Solitudine, forse è l’aspetto più evidente, uno degli aspetti che colpisce di più, forse perché noi come specie, in questa era particolare, ci alimentiamo di contatti sociali, di relazioni. Siamo abituati ad abbracciarci, stringere la mano, baciarci. La privazione di tutto ciò ha ripercussioni ora e l’avrà anche dopo, sia sulla psiche che sia sul corpo, anche perché mente e corpo sono spesso due faccie della stessa medaglia. Gli studi fatti sulla solitudine, che ha sempre afflitto, in condizioni normali, una fetta della popolazione, hanno riscontrato un aumento dell’irritabilità , un aumento del rischio di ansia cronica e di depressione, inoltre un aumento di malanni sul versante fisico. La solitudine porta maggiore stress, molto probabilmente perché siamo soli ad affrontare qualsiasi problema, siamo più vulnerabili. Lo stress protratto, inoltre, porta ad una deficienza immunitaria, disturbi del sonno oltre che danni cardiovascolari. In questo periodo la solitudine è più focalizzata, siamo più attenti al nostro stato, ai segnali di esclusione sociale, ai like non raggiunti sui social, ai commenti e alle condivisioni, alla frequenza di quando siamo ricercati. Nelle persone che hanno un alta percezione di solitudine spesso confermano il loro stato di solitudine sociale.
Convivenza forzata, in questo periodo siamo isolati da tutto il mondo, da tutti ma spesso incastrati in convivenze forzate con persone con cui condividiamo la nostra casa, in molti casi sono solo pochi metri quadrati. La convivenza forzata, in molti casi senza uscire quasi mai, anche con i propri figli e partner, può essere abbastanza pesante. Il paradosso, non si riesce ad essere da soli! La quotidianità di diverse persone è stravolta e la convivenza con i problemi di ognuno, non è sempre facile da condividere.
Ansia, ovviamente è la situazione più riscontrata, ognuno in questo periodo l’ha vissuta o ancora adesso la vive. Definiamo, però, meglio questo aspetto senza pretendere di essere esaustivi. L’ansia può insorgere, come in questi casi, da una forte preoccupazione. Possiamo elencare ad esempio la paura del contagio per sé e per i propri cari, in modo particolare se questi sono anziani o persone vulnerabili. Possiamo aggiungere la preoccupazione per la propria condizione economica, magari scaturita dal blocco della propria attività lavorativa. L’ansia potrebbe insorgere anche dal pensiero di uscire, probabilmente pensando che gli altri possano essere una potenziale minaccia, avere il controllo della distanza, avere l’incertezza di quando indossare la mascherina, la confusione se si è in regola, con i casi elencati nell’autocertificazione, ad uscire.
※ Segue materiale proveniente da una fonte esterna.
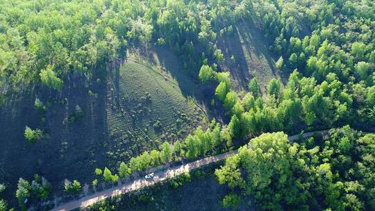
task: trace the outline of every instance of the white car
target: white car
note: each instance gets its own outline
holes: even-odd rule
[[[145,178],[149,179],[153,177],[153,173],[150,173],[144,176]]]

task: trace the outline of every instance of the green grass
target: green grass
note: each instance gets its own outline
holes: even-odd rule
[[[149,62],[127,60],[109,86],[107,122],[114,158],[183,139],[201,124],[204,114],[194,100],[183,94],[167,72]]]
[[[268,50],[266,39],[254,23],[241,22],[233,31],[232,35],[218,37],[218,48],[226,52],[220,65],[231,72],[235,90],[248,90],[247,84],[255,76],[265,93],[272,78],[283,77],[274,66],[278,58]],[[232,56],[234,60],[231,59]]]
Tutte questo può produrre un’ansia cronica, perché è stimolata da una situazione prolungata a bassa intensità, diversa dall’ansia funzionale scaturita da un evento forte ma di durata limitata. A tutto questo si aggiunge il maggior controllo che ognuno inizia ad avere del proprio corpo, viene monitorato ogni variazione termica, uno starnuto, un colpo di tosse, ecc. Per le persone già precedentemente predisposte possiamo giungere anche ad attacchi di panico. Si può ipotizzare, in una fetta della popolazione, anche un disturbo post-traumatico da stress, quando, finita completamente l’emergenza, si vivrà lo stato di allerta di questo periodo, si rivivrà tutto questo, fino ad evitare quelle situazioni che danno la percezione del momento traumatico vissuto attualmente.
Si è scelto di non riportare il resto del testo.